Maybe you can also view it as a kind of balance. VNs are not popular enough to be mainstream (for reasons X, Y, Z...), but if they were, it would probably mean that their popularity would have to come at the expense of the popularity of something else.monele wrote:How many people actually *know* about Kana? Whereas you will find tons of people who know the Resident Evil name without ever playing the games. And that's the whole problem, you can't think of selling something that people never heard about. And you can't say people don't like something they've never heard about either.
I remember there were always a few dominant genres in gaming, and this handful is also existent today - with somewhat different genres at the top at the moment. So what I am saying is that there is only so much place for the top few, and whenever something new comes to the top, it usually means something else is being pushed down - simply because there is room for let's say five great summer blockbusters.
If you were to make a hundred equally great movies and run them the same summer, no matter how good they would be, somehow I believe a top five would still come out of them. On one side it's overload, so there has to be a selection, no matter how unjust it may be - and on the other hand, people need some sort of a yardstick, to see where things fit in and to build a kind of perspective and orientation.
Usually I am reminded of this whenever I want to try something new - such as plunging into the world of websites about plants. I quickly look for the few that stand out because of their rating or popularity - not really beacause I would think they are the best for me, but I need to establish a basis from which I can then see what I really need. And I think this is a very important role for mainstream.
Even in VNs, you have the top bunch, and to be honest it would be a big coincidence if they were exactly the top games for you, as everyone has their special mix of favorites that sometimes includes some of the the big titles, but also has a few of the amateur works maybe, or something rare, or maybe a game that many people don't like. Also, you will have your favorites ordered in a special way, and the one you like the most doesn't have to be the big title. But it can be.

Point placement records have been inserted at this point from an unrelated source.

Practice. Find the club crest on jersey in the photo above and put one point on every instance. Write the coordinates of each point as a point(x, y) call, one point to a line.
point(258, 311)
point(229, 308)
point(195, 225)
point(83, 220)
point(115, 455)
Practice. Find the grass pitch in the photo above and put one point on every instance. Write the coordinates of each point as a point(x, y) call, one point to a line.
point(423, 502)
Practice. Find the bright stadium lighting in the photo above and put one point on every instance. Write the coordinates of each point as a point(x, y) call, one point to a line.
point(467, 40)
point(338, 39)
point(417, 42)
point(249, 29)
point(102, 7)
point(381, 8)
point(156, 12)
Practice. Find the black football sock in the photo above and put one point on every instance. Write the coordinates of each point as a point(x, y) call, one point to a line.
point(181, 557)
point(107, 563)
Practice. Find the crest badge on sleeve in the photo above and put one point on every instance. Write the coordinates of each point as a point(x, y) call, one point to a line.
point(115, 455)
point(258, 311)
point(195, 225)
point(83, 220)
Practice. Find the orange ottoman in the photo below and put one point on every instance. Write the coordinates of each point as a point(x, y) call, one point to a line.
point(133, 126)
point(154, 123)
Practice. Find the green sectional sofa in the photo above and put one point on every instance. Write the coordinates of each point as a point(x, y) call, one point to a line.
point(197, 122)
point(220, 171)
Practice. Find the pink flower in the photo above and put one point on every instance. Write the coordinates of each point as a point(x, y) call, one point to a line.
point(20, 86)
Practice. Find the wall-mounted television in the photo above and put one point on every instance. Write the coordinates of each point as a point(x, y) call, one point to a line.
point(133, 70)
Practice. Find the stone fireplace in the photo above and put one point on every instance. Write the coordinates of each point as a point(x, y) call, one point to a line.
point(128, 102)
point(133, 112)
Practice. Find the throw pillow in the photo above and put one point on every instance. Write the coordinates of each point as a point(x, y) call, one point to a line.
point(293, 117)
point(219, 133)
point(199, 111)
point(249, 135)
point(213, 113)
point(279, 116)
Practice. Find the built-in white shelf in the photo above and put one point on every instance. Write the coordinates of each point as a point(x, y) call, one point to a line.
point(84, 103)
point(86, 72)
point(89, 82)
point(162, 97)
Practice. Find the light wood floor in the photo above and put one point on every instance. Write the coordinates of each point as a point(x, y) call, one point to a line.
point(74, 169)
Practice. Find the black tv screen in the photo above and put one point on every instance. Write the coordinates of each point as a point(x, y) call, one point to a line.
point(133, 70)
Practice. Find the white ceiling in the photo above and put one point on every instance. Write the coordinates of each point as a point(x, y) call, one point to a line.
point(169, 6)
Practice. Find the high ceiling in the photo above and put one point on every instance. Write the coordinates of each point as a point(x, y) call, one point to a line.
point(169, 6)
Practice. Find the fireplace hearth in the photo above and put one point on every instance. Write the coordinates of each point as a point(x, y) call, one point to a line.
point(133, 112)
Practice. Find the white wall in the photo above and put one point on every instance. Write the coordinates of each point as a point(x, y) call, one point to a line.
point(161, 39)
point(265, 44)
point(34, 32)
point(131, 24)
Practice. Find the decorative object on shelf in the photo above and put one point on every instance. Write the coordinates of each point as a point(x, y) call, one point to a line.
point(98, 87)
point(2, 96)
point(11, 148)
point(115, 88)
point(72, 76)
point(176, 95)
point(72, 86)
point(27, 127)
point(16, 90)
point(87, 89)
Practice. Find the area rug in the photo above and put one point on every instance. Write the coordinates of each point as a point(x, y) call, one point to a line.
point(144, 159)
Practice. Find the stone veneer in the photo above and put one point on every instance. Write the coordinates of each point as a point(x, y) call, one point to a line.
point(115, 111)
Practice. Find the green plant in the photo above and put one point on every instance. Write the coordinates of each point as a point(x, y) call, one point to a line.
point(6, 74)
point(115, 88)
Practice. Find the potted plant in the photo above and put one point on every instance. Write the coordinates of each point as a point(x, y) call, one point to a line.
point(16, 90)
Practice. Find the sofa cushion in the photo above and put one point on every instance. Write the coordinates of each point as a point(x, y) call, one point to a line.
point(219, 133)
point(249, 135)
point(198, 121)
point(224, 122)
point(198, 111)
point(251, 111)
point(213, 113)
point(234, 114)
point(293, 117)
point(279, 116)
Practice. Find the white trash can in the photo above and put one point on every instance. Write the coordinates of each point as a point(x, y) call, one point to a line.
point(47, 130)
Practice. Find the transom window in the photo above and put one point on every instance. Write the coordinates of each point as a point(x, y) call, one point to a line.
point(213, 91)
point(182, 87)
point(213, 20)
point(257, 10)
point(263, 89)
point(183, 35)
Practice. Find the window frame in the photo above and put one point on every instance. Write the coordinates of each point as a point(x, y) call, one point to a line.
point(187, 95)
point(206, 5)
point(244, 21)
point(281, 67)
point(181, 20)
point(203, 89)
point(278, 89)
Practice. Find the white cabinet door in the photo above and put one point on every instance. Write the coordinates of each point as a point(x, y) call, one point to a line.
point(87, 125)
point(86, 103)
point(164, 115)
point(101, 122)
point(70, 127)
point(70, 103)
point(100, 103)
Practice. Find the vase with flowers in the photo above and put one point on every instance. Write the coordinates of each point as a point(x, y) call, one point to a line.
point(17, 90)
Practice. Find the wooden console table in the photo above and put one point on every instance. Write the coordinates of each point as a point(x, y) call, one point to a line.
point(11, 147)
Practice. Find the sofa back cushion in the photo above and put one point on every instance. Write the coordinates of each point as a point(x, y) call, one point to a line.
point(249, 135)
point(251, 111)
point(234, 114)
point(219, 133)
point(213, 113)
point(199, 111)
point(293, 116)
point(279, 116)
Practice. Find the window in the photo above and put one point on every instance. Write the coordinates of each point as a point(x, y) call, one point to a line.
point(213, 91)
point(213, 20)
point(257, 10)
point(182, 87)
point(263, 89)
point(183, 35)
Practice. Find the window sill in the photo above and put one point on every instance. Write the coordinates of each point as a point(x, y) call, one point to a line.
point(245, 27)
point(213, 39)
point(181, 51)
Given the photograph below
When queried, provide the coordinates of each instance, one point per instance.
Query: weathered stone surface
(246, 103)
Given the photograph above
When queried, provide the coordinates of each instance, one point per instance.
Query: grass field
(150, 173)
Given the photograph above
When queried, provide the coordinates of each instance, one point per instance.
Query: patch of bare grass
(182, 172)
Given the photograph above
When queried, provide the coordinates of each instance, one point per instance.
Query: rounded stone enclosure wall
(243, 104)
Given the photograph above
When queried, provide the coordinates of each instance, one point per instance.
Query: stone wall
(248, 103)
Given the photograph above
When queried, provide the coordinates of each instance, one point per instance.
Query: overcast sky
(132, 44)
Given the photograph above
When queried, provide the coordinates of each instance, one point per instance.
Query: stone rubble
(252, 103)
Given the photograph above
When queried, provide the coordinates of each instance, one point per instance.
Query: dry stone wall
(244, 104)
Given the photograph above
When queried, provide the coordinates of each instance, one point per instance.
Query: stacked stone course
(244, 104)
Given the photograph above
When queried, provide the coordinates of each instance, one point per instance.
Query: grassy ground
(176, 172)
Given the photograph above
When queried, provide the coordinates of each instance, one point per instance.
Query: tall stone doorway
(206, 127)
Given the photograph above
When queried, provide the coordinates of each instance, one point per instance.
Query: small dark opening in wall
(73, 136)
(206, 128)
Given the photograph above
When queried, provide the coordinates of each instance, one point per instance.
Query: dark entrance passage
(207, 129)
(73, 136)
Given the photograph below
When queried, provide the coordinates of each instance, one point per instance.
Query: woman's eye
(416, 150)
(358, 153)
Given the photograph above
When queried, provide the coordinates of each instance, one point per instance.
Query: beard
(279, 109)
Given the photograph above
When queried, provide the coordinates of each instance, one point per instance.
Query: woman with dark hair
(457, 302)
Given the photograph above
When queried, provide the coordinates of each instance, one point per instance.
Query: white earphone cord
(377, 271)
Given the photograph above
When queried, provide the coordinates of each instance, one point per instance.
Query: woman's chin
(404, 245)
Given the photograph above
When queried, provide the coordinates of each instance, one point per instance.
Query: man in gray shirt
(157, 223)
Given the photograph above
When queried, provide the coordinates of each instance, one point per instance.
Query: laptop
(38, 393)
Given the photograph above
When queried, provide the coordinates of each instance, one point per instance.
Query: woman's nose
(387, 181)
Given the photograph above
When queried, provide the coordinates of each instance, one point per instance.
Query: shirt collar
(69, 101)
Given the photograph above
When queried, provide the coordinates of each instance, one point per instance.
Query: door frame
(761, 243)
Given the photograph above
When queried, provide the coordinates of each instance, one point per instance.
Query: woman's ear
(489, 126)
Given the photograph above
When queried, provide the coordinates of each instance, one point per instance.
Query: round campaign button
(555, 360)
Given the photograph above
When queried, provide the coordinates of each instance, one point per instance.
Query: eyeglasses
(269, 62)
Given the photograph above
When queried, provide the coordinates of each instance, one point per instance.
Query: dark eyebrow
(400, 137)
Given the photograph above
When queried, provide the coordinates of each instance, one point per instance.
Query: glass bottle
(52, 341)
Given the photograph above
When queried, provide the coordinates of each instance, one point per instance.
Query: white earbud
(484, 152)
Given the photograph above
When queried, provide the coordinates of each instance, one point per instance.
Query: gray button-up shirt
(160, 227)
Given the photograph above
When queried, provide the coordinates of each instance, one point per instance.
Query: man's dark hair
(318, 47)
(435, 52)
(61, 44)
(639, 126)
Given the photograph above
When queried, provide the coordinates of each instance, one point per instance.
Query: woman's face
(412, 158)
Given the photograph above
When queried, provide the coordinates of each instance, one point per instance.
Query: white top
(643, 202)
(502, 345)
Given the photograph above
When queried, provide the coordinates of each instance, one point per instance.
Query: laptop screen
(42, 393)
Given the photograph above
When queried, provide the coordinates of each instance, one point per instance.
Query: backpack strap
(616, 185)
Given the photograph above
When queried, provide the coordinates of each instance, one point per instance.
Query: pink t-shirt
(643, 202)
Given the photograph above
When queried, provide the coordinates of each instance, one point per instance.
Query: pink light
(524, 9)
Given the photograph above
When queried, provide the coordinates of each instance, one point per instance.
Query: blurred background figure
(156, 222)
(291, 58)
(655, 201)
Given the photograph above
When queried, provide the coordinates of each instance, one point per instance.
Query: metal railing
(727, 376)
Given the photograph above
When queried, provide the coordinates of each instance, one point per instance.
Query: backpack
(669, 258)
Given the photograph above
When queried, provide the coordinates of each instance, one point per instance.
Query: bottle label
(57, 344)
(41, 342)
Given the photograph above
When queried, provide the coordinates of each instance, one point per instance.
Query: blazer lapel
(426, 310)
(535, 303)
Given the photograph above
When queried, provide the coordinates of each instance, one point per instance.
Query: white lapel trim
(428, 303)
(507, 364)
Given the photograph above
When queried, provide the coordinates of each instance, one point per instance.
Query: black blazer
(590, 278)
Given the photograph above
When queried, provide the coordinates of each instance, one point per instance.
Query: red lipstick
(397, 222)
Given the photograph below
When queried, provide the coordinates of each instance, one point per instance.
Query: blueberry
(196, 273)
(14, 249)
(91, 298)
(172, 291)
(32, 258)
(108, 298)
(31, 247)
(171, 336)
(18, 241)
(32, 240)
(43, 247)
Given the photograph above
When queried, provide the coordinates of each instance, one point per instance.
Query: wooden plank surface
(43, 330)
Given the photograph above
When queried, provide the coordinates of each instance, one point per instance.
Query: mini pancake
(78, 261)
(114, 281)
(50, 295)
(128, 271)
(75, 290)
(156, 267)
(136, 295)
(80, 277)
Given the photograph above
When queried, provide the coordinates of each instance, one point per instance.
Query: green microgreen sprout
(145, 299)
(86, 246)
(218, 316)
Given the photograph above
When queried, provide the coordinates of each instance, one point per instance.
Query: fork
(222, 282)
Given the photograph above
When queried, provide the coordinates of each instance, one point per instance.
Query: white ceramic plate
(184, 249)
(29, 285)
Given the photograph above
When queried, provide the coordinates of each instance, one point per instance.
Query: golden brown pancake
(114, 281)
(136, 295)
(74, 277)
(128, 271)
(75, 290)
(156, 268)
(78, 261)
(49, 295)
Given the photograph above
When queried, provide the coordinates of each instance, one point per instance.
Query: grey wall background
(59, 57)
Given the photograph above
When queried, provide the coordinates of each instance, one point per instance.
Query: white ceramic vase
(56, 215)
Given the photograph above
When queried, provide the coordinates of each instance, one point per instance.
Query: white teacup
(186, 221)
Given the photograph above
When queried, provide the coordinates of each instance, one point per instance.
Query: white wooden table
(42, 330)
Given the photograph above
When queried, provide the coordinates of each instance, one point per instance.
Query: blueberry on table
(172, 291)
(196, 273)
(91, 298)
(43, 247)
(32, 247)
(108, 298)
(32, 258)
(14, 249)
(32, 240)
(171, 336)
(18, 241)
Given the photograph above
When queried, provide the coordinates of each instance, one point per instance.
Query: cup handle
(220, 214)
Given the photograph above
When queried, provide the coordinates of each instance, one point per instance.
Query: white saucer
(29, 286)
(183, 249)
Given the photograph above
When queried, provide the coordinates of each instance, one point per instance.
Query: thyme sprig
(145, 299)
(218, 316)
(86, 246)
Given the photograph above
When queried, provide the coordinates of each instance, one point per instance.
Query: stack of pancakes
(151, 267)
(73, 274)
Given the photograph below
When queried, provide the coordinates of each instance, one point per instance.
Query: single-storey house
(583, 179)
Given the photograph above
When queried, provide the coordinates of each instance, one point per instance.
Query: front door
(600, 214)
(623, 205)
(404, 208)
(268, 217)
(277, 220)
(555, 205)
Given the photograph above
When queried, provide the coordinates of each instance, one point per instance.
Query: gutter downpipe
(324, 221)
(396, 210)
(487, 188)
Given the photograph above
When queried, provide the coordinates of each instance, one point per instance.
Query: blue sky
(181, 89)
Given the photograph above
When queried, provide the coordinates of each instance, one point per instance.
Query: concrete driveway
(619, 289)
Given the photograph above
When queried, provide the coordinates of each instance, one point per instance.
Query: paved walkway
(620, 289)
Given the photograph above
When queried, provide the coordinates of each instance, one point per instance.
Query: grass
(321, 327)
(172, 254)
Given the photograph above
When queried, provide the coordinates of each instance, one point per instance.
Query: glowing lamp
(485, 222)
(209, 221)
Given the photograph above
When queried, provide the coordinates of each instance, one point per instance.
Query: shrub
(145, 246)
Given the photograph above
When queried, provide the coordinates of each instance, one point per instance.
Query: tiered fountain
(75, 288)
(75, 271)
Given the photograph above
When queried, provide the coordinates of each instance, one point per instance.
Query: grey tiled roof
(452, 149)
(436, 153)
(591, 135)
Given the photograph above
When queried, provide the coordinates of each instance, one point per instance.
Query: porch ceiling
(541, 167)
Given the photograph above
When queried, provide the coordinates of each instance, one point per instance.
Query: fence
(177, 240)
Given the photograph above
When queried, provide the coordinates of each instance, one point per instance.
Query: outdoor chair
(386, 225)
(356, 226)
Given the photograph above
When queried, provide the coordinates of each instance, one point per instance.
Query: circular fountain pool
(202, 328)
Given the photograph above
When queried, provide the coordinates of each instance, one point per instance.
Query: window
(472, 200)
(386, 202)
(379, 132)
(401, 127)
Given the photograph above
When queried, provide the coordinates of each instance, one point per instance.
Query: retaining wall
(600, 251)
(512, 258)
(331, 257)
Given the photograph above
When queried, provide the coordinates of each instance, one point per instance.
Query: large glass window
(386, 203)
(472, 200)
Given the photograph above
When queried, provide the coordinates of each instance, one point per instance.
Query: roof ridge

So there is space for everyone. To come back to the original thought, it's I think more a question of understanding the purpose of popularity and ranking and how it helps, rather than trying to find out why the popularity is on a certain (low) level only and by default making it a goal to increase the popularity. IMO it will develop naturally, if people act naturally. What I especially wanted to say is that it cannot be a bad thing to be less popular, and it's not a bad thing if you don't primarily aim at getting popular.
Of course, you will get the automatic response that this is a virtue out of a necessity, that you are not good enough to make it to the top, so you just invent reasons why not being popular is okay. But striving to achieve popularity or being the best is a goal for a different time and area for different people. A person in his role as a commercial VN developer will often want to strive for perfection in his work, but in his role as a hobby runner it will be enough for him to have participated in the marathon and finished it without setting any greater goals for the future.
A professional runner on the other hand, will want to be the quickest - but in his side job as a consultant for a simple running computer game, he will be happy to see that a certain audience likes his work once it's done - you cannot laugh at him saying it's no good when his game didn't beat Halo 3 in sales figures, because that's missing the point - of the game, as well as how the person perceives his work on the game.